Details
-
Task
-
Status: Resolved
-
Major
-
Resolution: Fixed
-
None
-
None
-
None
Description
In method isLazyPersist(), the org.apache.hadoop.hdfs.DataStreamer class checks whether the HDFS file is lazy persist. It does two things:
1. Create a class-wide static BlockStoragePolicySuite object, which builds an array of BlockStoragePolicy internally
2. Get a block storage policy object from the blockStoragePolicySuite by policy name HdfsConstants.MEMORY_STORAGE_POLICY_NAME
This has two side effects:
1. Takes time to iterate the pre-built block storage policy array in order to find the same policy every time whose id matters only (as we need to compare the file status policy id with lazy persist policy id)
2. DataStreamer class imports BlockStoragePolicySuite. The former should be moved to hadoop-hdfs-client module, while the latter can stay in hadoop-hdfs module.

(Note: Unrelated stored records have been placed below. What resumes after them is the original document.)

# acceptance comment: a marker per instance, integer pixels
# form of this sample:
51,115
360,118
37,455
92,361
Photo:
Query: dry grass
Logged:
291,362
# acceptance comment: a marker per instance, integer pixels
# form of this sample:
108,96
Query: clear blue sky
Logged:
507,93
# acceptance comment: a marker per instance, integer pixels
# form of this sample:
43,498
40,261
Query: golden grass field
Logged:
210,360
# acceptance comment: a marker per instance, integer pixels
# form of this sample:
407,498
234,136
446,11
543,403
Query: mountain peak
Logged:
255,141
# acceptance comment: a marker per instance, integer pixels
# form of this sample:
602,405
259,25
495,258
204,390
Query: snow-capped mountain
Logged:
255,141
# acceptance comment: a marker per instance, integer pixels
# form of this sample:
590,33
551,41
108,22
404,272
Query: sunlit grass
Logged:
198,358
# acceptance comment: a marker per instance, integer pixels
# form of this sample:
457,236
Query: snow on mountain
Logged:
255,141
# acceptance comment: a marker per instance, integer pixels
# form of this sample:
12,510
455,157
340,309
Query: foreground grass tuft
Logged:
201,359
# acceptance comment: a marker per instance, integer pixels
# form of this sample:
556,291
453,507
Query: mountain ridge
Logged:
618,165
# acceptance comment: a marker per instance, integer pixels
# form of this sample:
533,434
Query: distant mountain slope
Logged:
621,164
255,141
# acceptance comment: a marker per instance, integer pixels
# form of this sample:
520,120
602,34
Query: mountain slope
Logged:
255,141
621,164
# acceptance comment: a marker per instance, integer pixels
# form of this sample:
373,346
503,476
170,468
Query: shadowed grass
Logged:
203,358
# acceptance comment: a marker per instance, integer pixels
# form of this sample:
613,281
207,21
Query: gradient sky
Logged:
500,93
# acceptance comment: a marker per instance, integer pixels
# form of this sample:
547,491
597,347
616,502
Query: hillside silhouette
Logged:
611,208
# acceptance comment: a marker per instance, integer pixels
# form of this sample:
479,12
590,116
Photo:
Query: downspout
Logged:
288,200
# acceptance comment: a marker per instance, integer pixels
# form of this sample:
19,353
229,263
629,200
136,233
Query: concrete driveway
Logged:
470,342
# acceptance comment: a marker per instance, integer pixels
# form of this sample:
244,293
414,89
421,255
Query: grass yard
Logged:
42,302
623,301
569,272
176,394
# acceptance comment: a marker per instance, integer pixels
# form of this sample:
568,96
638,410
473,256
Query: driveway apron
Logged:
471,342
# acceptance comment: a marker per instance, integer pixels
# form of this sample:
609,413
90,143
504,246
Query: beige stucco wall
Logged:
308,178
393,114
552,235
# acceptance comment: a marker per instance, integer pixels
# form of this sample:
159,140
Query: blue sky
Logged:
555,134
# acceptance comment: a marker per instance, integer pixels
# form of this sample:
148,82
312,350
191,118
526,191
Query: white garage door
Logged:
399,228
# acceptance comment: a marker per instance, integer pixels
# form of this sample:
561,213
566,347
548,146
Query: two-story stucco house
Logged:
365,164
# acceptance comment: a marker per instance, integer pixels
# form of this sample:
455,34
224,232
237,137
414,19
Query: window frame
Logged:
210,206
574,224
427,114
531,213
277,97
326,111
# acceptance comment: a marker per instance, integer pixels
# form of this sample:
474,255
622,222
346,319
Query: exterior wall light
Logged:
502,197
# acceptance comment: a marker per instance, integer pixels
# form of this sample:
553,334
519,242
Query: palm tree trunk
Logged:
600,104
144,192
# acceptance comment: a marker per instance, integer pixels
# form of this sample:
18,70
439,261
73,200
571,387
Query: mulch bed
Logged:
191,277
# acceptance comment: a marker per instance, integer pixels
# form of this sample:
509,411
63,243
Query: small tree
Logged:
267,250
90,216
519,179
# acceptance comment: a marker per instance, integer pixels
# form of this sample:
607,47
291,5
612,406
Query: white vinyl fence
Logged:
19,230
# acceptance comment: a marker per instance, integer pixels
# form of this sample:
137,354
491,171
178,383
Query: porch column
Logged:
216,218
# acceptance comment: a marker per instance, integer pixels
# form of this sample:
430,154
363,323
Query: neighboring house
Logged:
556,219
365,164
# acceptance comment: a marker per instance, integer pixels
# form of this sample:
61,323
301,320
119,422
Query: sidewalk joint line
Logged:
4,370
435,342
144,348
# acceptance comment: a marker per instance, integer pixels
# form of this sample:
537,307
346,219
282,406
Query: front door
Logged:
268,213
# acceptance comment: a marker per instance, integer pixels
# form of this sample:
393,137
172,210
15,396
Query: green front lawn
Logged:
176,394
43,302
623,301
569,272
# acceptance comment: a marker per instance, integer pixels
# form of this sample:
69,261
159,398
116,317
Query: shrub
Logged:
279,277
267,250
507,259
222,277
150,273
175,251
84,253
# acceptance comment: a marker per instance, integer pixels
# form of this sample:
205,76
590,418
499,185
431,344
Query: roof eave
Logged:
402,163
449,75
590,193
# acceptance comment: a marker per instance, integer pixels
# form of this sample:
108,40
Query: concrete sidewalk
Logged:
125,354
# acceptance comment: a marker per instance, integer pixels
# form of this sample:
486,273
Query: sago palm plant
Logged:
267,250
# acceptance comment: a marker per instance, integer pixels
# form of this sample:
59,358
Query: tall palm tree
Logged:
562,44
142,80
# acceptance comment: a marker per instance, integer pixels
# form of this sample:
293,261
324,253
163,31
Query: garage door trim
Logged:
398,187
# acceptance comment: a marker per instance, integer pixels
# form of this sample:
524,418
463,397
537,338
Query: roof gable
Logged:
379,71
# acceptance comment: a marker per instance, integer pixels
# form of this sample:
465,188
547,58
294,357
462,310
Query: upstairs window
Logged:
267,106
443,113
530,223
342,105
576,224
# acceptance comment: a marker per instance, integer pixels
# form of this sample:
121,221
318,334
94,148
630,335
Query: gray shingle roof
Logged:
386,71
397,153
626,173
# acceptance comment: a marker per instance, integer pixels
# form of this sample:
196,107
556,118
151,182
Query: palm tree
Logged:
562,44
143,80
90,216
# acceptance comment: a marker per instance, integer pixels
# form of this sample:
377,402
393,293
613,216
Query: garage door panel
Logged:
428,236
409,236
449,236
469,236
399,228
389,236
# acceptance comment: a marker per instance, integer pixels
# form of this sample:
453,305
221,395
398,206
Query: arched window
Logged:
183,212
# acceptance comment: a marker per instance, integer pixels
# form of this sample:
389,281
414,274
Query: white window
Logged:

Actually, we have the block storage policy IDs, which can be used to compare with HDFS file status' policy id, as following:
static boolean isLazyPersist(HdfsFileStatus stat) { return stat.getStoragePolicy() == HdfsConstants.MEMORY_STORAGE_POLICY_ID; }
This way, we only need to move the block storage policies' IDs from HdfsServerConstant (hadoop-hdfs module) to HdfsConstants (hadoop-hdfs-client module).
Another reason we should move those block storage policy IDs is that the block storage policy names were moved to HdfsConstants already.